American Airlines Inc. said Wednesday it intends to close its Kansas City, Mo., maintenance base in September and eliminate about 700 maintenance and engineering jobs.
The decision could mean more jobs at American’s Fort Worth base at Alliance Airport, as well as at its biggest base in Tulsa, Okla., as the carrier redistributes the work done in Kansas City.
American, which acquired the large maintenance center in 2001 with its purchase of Trans World Airlines Inc.’s assets, had warned in March that three bases might be too many.
In a letter to employees Wednesday, American said the closing was a natural consequence of the shrinking of its fleet from more than 900 aircraft after the TWA purchase to about 600 now, and the restructuring of its route system this year.
“As American, like the rest of the industry, continues to reduce capacity, we must be strategic in structuring a maintenance system that serves the needs of the fleet we fly today as well as the plans in place for our airline in the future,” wrote American executive Carmine J. Romano.
The closing will leave American’s Alliance and Tulsa bases as the primary locations for maintenance, repair and overhaul (MRO) on the carrier’s fleet of Boeing and McDonnell Douglas aircraft.
American said it also will make changes to its line operations that maintain aircraft at airports.
It will downgrade its San Francisco line maintenance to a secondary station, close stations in Kansas City, Detroit, Minneapolis-St. Paul and San Jose, Calif., and reduce the size of its St. Louis operations, effective in September.
American said the reductions will probably mean 490 job losses in Kansas City, 100 in San Francisco, 80 in St. Louis, 19 in Minneapolis-St. Paul, 18 in San Jose and 15 in Detroit, for a total of 722.

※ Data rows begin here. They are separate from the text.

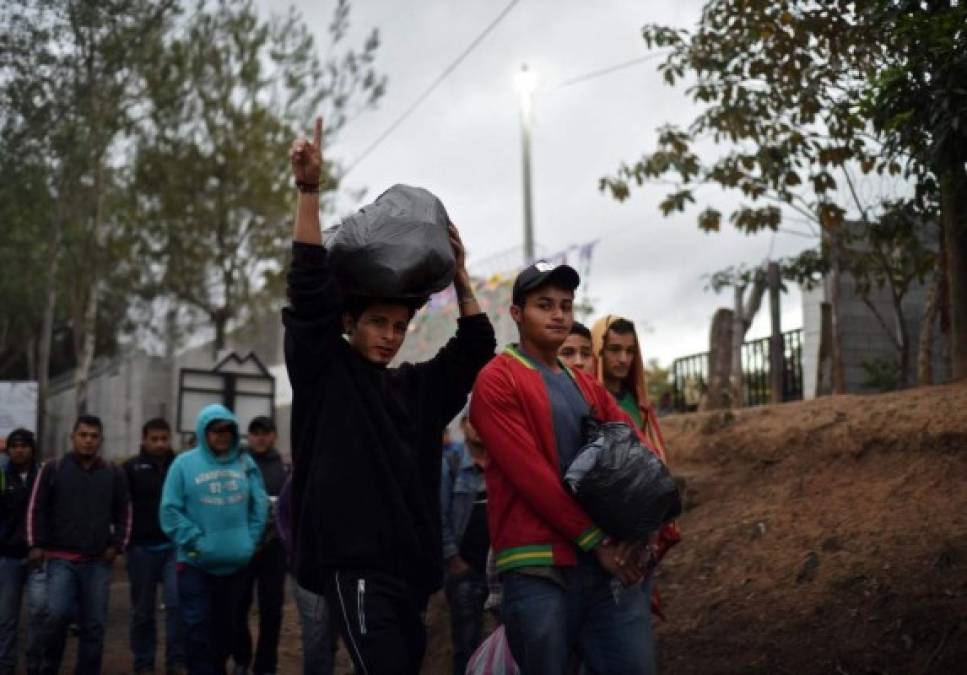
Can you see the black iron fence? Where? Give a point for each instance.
(690, 373)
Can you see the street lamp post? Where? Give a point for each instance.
(526, 83)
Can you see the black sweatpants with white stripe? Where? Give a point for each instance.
(380, 620)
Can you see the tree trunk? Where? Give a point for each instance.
(953, 207)
(85, 355)
(824, 368)
(902, 340)
(777, 349)
(835, 273)
(927, 323)
(46, 336)
(220, 319)
(719, 360)
(87, 340)
(738, 337)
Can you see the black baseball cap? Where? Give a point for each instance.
(262, 424)
(22, 436)
(540, 273)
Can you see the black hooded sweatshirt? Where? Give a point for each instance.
(367, 440)
(146, 477)
(14, 499)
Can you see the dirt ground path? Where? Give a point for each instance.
(821, 537)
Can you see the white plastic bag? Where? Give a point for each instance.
(493, 656)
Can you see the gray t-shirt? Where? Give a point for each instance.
(568, 409)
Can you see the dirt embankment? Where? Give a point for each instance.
(821, 537)
(827, 536)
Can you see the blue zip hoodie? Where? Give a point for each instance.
(214, 508)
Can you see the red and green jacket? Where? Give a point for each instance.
(533, 520)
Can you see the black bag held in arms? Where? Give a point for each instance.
(626, 490)
(396, 247)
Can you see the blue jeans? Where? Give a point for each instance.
(209, 606)
(36, 618)
(318, 633)
(76, 590)
(466, 595)
(13, 577)
(545, 622)
(146, 570)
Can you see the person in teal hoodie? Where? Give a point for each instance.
(214, 508)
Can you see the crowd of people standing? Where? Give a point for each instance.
(375, 514)
(198, 527)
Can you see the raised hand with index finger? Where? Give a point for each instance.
(306, 160)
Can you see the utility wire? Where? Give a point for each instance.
(429, 90)
(610, 69)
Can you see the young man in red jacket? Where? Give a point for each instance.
(557, 567)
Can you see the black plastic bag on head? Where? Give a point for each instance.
(396, 247)
(626, 490)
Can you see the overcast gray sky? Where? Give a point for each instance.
(463, 144)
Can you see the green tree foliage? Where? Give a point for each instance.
(143, 160)
(212, 161)
(71, 78)
(918, 101)
(783, 90)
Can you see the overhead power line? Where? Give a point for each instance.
(610, 69)
(429, 90)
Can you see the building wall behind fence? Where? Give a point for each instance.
(864, 339)
(124, 392)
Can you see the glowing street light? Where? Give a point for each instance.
(526, 84)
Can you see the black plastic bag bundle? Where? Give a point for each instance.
(626, 490)
(396, 247)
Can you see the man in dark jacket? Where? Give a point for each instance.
(268, 567)
(16, 482)
(78, 521)
(466, 541)
(151, 558)
(367, 441)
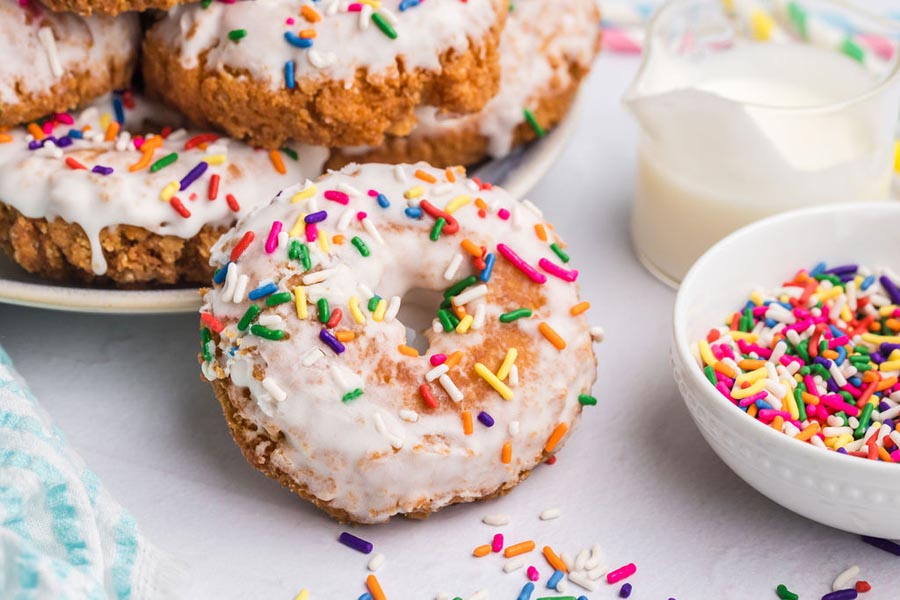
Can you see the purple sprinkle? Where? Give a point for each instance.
(331, 341)
(485, 419)
(358, 544)
(193, 175)
(316, 217)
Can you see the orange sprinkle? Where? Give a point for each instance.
(420, 174)
(506, 453)
(467, 422)
(555, 561)
(520, 548)
(556, 436)
(310, 14)
(277, 161)
(408, 350)
(579, 308)
(551, 335)
(375, 587)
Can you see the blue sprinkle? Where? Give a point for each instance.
(297, 41)
(263, 291)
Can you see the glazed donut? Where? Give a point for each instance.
(546, 49)
(97, 198)
(331, 73)
(305, 345)
(54, 62)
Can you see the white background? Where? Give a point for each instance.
(636, 477)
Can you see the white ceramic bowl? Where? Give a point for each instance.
(849, 493)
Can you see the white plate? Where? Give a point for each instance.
(517, 173)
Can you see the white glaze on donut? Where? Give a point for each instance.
(369, 457)
(33, 62)
(345, 41)
(40, 184)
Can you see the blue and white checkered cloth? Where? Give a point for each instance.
(62, 535)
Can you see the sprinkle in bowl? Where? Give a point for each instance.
(849, 493)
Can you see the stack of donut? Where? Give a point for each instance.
(249, 97)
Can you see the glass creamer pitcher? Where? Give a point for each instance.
(749, 108)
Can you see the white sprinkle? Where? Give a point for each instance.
(312, 357)
(240, 289)
(514, 564)
(45, 35)
(453, 267)
(393, 308)
(550, 514)
(843, 581)
(276, 392)
(318, 276)
(473, 293)
(376, 562)
(495, 520)
(436, 372)
(450, 388)
(371, 229)
(410, 416)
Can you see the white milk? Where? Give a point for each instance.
(741, 134)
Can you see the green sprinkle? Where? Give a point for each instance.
(248, 317)
(514, 315)
(784, 593)
(587, 400)
(279, 298)
(559, 252)
(384, 26)
(459, 286)
(360, 245)
(265, 332)
(164, 162)
(352, 395)
(324, 311)
(538, 130)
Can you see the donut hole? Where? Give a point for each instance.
(417, 310)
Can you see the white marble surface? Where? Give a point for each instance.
(636, 477)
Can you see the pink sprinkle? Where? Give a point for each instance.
(558, 271)
(272, 240)
(336, 196)
(621, 573)
(510, 255)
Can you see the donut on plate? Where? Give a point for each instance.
(53, 62)
(306, 340)
(546, 50)
(330, 73)
(113, 195)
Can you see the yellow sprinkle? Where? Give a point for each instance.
(414, 192)
(380, 309)
(357, 314)
(305, 193)
(166, 194)
(300, 301)
(299, 226)
(457, 203)
(508, 361)
(464, 324)
(492, 381)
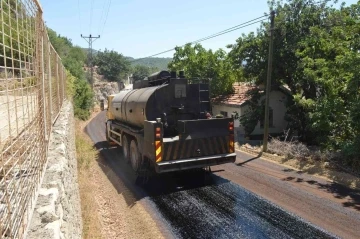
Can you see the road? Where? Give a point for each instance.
(252, 198)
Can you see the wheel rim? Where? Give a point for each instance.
(125, 148)
(134, 156)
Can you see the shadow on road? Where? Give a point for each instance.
(249, 160)
(339, 191)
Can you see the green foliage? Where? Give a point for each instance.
(77, 87)
(254, 112)
(112, 65)
(153, 62)
(197, 62)
(83, 96)
(140, 72)
(316, 53)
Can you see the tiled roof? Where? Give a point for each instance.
(239, 96)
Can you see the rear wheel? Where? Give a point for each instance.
(125, 146)
(134, 156)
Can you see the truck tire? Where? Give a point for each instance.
(134, 156)
(107, 126)
(125, 146)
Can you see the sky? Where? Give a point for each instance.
(139, 28)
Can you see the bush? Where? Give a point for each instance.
(290, 150)
(81, 114)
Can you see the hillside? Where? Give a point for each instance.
(158, 62)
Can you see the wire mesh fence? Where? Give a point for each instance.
(32, 90)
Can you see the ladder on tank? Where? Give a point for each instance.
(204, 98)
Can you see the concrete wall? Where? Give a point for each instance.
(277, 104)
(216, 109)
(57, 213)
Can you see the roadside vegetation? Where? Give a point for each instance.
(316, 54)
(86, 156)
(78, 87)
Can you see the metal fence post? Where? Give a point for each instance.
(50, 86)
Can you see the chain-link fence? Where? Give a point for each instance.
(32, 90)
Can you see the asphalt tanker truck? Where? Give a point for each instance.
(164, 123)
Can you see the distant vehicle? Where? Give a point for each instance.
(163, 125)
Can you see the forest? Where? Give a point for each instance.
(316, 54)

“Our goal with these changes,” Romano wrote, “is to move toward a more flexible, cost-efficient operation that improves flow and takes into account the long-term impact of the recession on travel, deep capacity cuts across the industry, and a corresponding decline in the MRO business, along with the changes to our network and corresponding fleet size.”

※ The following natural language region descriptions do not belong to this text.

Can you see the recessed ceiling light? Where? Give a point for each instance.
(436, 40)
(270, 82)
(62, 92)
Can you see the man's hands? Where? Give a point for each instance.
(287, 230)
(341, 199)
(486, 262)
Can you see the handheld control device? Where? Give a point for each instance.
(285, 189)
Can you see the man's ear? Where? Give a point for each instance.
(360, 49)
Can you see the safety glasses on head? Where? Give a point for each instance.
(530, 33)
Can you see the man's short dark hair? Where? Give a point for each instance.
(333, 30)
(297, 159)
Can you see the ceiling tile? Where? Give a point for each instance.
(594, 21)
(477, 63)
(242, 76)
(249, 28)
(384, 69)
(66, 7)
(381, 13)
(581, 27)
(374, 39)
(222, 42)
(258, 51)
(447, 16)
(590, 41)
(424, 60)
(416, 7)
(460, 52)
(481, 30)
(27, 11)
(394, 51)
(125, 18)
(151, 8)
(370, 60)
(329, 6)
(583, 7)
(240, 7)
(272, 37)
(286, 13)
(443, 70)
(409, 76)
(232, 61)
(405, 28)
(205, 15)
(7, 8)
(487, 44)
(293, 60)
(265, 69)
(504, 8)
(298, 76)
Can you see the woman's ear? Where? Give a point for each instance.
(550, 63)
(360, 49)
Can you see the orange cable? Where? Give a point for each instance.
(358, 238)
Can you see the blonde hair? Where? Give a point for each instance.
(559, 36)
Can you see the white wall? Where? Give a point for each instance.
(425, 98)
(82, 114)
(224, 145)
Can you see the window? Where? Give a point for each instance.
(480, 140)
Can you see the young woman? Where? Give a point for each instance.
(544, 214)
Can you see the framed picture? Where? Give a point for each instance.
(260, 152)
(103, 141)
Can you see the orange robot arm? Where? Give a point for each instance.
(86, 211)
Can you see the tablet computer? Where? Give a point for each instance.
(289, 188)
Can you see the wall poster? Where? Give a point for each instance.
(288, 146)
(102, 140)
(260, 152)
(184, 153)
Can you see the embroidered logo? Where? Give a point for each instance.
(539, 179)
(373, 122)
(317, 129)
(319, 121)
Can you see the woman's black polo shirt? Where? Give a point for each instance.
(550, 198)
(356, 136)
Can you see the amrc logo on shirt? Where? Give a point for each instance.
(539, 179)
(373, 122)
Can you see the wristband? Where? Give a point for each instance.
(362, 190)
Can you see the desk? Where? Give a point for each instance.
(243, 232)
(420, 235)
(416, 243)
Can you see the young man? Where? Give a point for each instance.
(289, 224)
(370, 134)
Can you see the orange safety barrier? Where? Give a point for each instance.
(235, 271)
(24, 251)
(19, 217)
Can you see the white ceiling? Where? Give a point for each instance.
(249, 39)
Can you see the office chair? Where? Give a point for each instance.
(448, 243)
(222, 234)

In a statement, Transport Workers Union official John Conley said the “deep cuts are especially painful” and don’t reflect on the “quality, skill, work ethic and professional behavior exhibited by those affected – performance is not the question.”

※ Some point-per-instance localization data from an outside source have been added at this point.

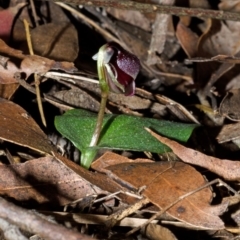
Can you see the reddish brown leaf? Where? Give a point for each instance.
(19, 128)
(229, 170)
(188, 39)
(6, 20)
(43, 180)
(165, 182)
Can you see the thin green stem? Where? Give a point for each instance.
(98, 128)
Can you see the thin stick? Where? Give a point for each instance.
(36, 77)
(146, 7)
(178, 200)
(90, 22)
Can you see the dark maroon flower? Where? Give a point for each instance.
(119, 67)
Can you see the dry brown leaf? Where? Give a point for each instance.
(28, 64)
(188, 39)
(165, 182)
(19, 128)
(229, 132)
(56, 44)
(229, 106)
(229, 170)
(56, 180)
(158, 232)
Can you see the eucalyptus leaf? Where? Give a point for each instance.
(120, 132)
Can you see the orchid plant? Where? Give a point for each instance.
(117, 72)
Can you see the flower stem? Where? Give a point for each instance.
(98, 127)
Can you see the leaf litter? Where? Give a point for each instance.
(202, 89)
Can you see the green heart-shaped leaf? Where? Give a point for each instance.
(121, 132)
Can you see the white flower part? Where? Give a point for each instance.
(112, 76)
(95, 57)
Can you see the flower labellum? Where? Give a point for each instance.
(118, 67)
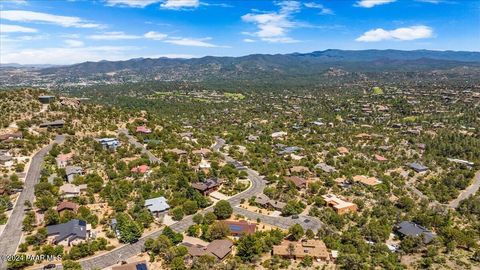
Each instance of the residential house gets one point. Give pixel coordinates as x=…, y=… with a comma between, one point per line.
x=343, y=150
x=72, y=171
x=340, y=206
x=140, y=265
x=66, y=205
x=408, y=228
x=240, y=227
x=6, y=160
x=202, y=152
x=299, y=170
x=237, y=165
x=418, y=167
x=70, y=233
x=289, y=150
x=279, y=134
x=143, y=129
x=326, y=168
x=298, y=181
x=461, y=161
x=140, y=169
x=298, y=250
x=208, y=186
x=368, y=181
x=109, y=143
x=177, y=151
x=217, y=248
x=70, y=190
x=266, y=202
x=54, y=124
x=157, y=205
x=62, y=160
x=46, y=99
x=11, y=136
x=380, y=158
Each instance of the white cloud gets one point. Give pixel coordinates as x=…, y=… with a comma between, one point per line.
x=38, y=17
x=73, y=43
x=430, y=1
x=9, y=28
x=68, y=55
x=191, y=42
x=113, y=36
x=323, y=9
x=274, y=26
x=180, y=4
x=404, y=33
x=372, y=3
x=132, y=3
x=155, y=35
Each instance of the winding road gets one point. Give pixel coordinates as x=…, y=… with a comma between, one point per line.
x=257, y=185
x=11, y=236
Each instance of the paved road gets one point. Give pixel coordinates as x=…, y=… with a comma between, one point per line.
x=132, y=140
x=470, y=190
x=258, y=184
x=10, y=238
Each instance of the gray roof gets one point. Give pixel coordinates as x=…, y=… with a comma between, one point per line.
x=72, y=230
x=158, y=204
x=408, y=228
x=207, y=184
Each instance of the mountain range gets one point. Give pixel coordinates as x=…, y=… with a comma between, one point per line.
x=263, y=66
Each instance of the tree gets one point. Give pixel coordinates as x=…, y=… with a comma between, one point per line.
x=173, y=236
x=51, y=217
x=129, y=230
x=218, y=230
x=71, y=265
x=248, y=247
x=190, y=207
x=209, y=218
x=307, y=261
x=223, y=209
x=198, y=218
x=309, y=233
x=177, y=213
x=295, y=232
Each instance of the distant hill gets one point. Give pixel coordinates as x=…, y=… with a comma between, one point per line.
x=259, y=67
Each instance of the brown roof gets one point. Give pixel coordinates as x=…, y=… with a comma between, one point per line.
x=208, y=184
x=314, y=248
x=299, y=169
x=130, y=266
x=217, y=248
x=220, y=248
x=240, y=227
x=67, y=206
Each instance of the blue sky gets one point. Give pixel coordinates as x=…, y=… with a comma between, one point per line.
x=72, y=31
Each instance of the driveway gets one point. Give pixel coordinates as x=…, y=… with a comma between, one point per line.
x=10, y=238
x=470, y=190
x=258, y=184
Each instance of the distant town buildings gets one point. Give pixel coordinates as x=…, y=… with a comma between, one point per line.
x=340, y=206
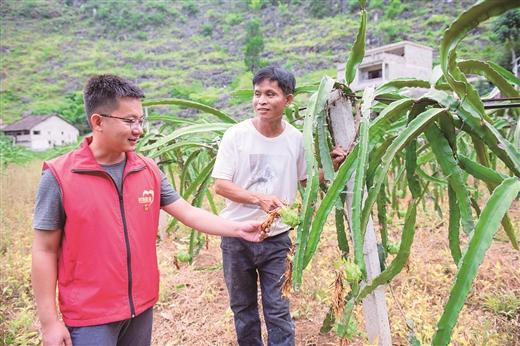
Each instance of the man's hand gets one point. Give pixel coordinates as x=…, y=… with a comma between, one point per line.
x=56, y=334
x=250, y=230
x=338, y=155
x=268, y=202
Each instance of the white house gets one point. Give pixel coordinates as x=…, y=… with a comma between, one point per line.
x=397, y=60
x=41, y=132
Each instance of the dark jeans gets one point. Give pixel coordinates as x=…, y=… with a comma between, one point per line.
x=135, y=331
x=245, y=262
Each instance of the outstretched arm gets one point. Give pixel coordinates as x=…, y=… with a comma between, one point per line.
x=237, y=194
x=206, y=222
x=44, y=277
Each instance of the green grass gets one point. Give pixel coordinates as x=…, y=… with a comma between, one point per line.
x=50, y=50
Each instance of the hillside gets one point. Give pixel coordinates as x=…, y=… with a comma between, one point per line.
x=195, y=49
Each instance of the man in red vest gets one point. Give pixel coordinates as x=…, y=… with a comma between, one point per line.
x=96, y=219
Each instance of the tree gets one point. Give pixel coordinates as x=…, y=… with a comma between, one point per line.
x=507, y=29
x=254, y=45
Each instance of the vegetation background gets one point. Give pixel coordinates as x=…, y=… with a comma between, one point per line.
x=196, y=49
x=204, y=51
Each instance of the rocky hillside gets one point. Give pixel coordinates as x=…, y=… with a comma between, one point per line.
x=195, y=49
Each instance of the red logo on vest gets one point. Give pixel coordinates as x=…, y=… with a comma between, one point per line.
x=146, y=199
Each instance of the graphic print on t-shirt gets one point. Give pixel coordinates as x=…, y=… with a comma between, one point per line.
x=265, y=170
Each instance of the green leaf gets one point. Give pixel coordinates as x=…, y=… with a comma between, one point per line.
x=511, y=78
x=397, y=85
x=415, y=128
x=407, y=236
x=485, y=229
x=188, y=130
x=491, y=74
x=470, y=100
x=359, y=180
x=316, y=105
x=454, y=174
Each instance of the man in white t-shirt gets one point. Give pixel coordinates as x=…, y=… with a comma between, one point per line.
x=258, y=167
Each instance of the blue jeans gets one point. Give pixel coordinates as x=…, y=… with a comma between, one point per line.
x=135, y=331
x=245, y=262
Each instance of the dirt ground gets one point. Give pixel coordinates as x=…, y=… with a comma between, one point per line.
x=193, y=307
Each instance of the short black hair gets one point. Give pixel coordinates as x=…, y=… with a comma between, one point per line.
x=284, y=78
x=102, y=91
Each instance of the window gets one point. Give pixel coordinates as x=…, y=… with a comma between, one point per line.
x=375, y=74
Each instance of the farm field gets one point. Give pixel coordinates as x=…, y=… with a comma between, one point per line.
x=193, y=305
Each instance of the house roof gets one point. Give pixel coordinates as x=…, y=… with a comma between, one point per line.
x=394, y=46
x=26, y=123
x=30, y=121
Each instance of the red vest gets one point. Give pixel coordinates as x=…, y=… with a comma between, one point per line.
x=107, y=266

Conley, director of the union’s air transport division, said the union was “still hopeful that before the Kansas City facility closes late next year that industry conditions will improve and allow many of our members to find work elsewhere in the company.”
Romano, senior vice president of maintenance and engineering, said the airline will offer incentives to reduce the number of involuntary layoffs, including a $12,500 payment for people voluntarily quitting and a “stand in stead” program in which higher-seniority employees can volunteer to be furloughed.